The FreeIPA team would like to announce FreeIPA 4.6.6 release!

It can be downloaded from http://www.freeipa.org/page/Downloads.

Highlights in 4.6.6#

Enhancements#

  • 6077: [RFE] Support One-Way Trust authenticated by trust secret

With this enhancement, Identity Management (IdM) supports establishing a one-way forest trust to Active Directory (AD) authenticated by a shared secret from the Windows AD domain controller (DC). Previous IdM versions did not contain the features that allowed AD DCs to contact an IdM DC in the mentioned scenario. As a result, IdM now supports establishing a one-way forest trust using a shared secret from both Active Directory and from IdM.


  • 7206: [RFE] Provide an option to include FQDN in IDM topology graph

IdM WebUI is now able to display the fully qualified domain name (FQDN) of the nodes in its Topology Graph. As a result, the topology graph is able to distinguish nodes with the same short hostname but within different domains.

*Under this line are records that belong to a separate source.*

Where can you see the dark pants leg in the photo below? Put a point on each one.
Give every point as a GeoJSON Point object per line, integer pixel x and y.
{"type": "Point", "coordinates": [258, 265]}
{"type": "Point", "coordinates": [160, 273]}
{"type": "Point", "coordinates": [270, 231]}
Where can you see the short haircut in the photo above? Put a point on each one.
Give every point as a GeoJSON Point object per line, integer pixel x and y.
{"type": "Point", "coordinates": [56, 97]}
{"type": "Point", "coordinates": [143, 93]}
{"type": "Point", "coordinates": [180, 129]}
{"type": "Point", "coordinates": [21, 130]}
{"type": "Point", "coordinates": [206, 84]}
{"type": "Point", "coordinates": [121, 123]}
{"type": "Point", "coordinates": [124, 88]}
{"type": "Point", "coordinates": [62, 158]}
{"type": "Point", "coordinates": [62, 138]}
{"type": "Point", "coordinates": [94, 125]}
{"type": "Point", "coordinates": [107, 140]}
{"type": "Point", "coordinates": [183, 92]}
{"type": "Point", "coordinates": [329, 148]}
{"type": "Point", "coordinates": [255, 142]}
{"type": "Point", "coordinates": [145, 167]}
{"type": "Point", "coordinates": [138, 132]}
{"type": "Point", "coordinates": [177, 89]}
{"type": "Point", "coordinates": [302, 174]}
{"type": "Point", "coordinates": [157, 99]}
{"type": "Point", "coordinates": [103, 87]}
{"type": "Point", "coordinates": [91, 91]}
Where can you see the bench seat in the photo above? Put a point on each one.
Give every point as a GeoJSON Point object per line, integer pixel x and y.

  • 7658: [RFE] sysadm_r should be included in default SELinux user map order

The default SELinux user map order now includes sysadm_r. This parameter defines the list of SELinux users available for mapping. As a result, IdM now allows to map users to the SELinux role sysadm_r.


  • 7716: [RFE] remove “last init status” from ipa-replica-manage list if it’s None.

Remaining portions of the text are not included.